Duck Photo #2. On the day my walk around Lake Lenexa was one missed opportunity after another, this pair swam right under me standing on a bridge while I was focused on an average-looking frog. By the time I realized they were there, they were already heading away from me.
Duck Photo #3. While running a quick errand to the nursery right up the street, I spotted this pair in, not a pond, but a large pool of water standing in a farmer’s field. “Ducks!” I pointed and yelled while pulling the car to the side of a country road. “Do you have a camera with you?” my friend asked. “Do I have a camera?!?” I scoffed, digging it out of my purse, and quickly but quietly making my way over to the temporary pond. The sun was in a bad spot, and my options were limited. While this is still a mediocre shot, I love the way the ducks are looking at me. It’s almost like they, too, think I’m a bit batty.

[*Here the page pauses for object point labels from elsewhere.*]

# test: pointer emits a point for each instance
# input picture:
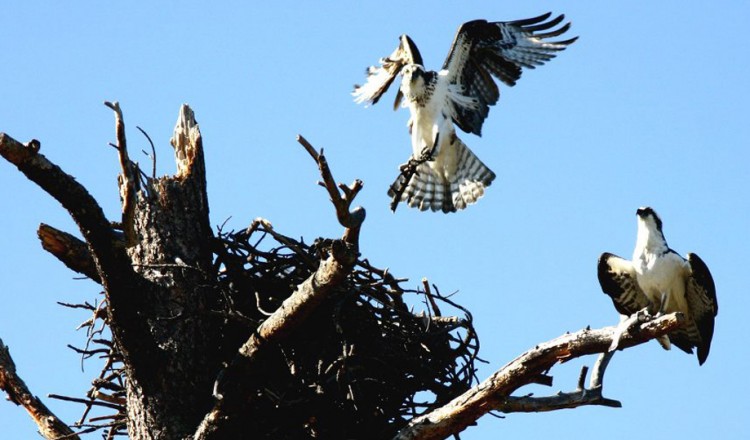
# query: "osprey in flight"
(660, 280)
(448, 175)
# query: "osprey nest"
(361, 366)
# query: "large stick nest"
(359, 368)
(363, 364)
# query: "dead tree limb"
(112, 263)
(71, 251)
(50, 427)
(349, 219)
(494, 392)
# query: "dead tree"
(253, 334)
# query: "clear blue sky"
(649, 107)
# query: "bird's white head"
(650, 235)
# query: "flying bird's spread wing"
(484, 49)
(379, 78)
(618, 280)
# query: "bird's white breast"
(663, 275)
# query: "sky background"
(649, 107)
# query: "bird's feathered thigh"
(454, 179)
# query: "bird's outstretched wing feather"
(484, 49)
(701, 297)
(618, 280)
(379, 78)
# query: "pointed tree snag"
(71, 251)
(170, 247)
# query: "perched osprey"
(660, 280)
(450, 176)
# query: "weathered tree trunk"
(168, 241)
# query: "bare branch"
(49, 425)
(71, 251)
(495, 391)
(128, 178)
(351, 220)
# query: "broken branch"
(350, 219)
(50, 426)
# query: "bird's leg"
(626, 324)
(424, 156)
(662, 305)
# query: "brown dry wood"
(493, 392)
(50, 426)
(112, 263)
(71, 251)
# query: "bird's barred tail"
(430, 187)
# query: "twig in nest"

Duck Photo #4. Back at Lake Lenexa, I spotted this pair while finishing my walk around the lake. I couldn’t get as close as I wanted from the trail, so I braved a “wild” area with tall, scratchy grass to get closer to the water. For once the ducks didn’t rush off, but they did take turns alternating between diving into the water for food and watching for the likes of me. I must have snapped 100 photos, and I couldn’t for the life of me get both ducks’ heads out of the water at the same time. I like this shot because she is slowly enjoying her dinner while he has a protective eye on me. His expression tells me he is serious. “Remember that bite one of my comrades gave you when you were a kid? Take one more step, lady, and I’ll make that bite seem like a butterfly’s kiss.”
Duck Photo #5. On yet another walk at Lake Lenexa, I caught this pair swimming together. This shot is nowhere near as amazing as some of the photos I’ve seen on the blogs and 365 project sites I’ve been following this year, but it’s forward progress. I will keep trying.
What do you think? Do any of these have merit?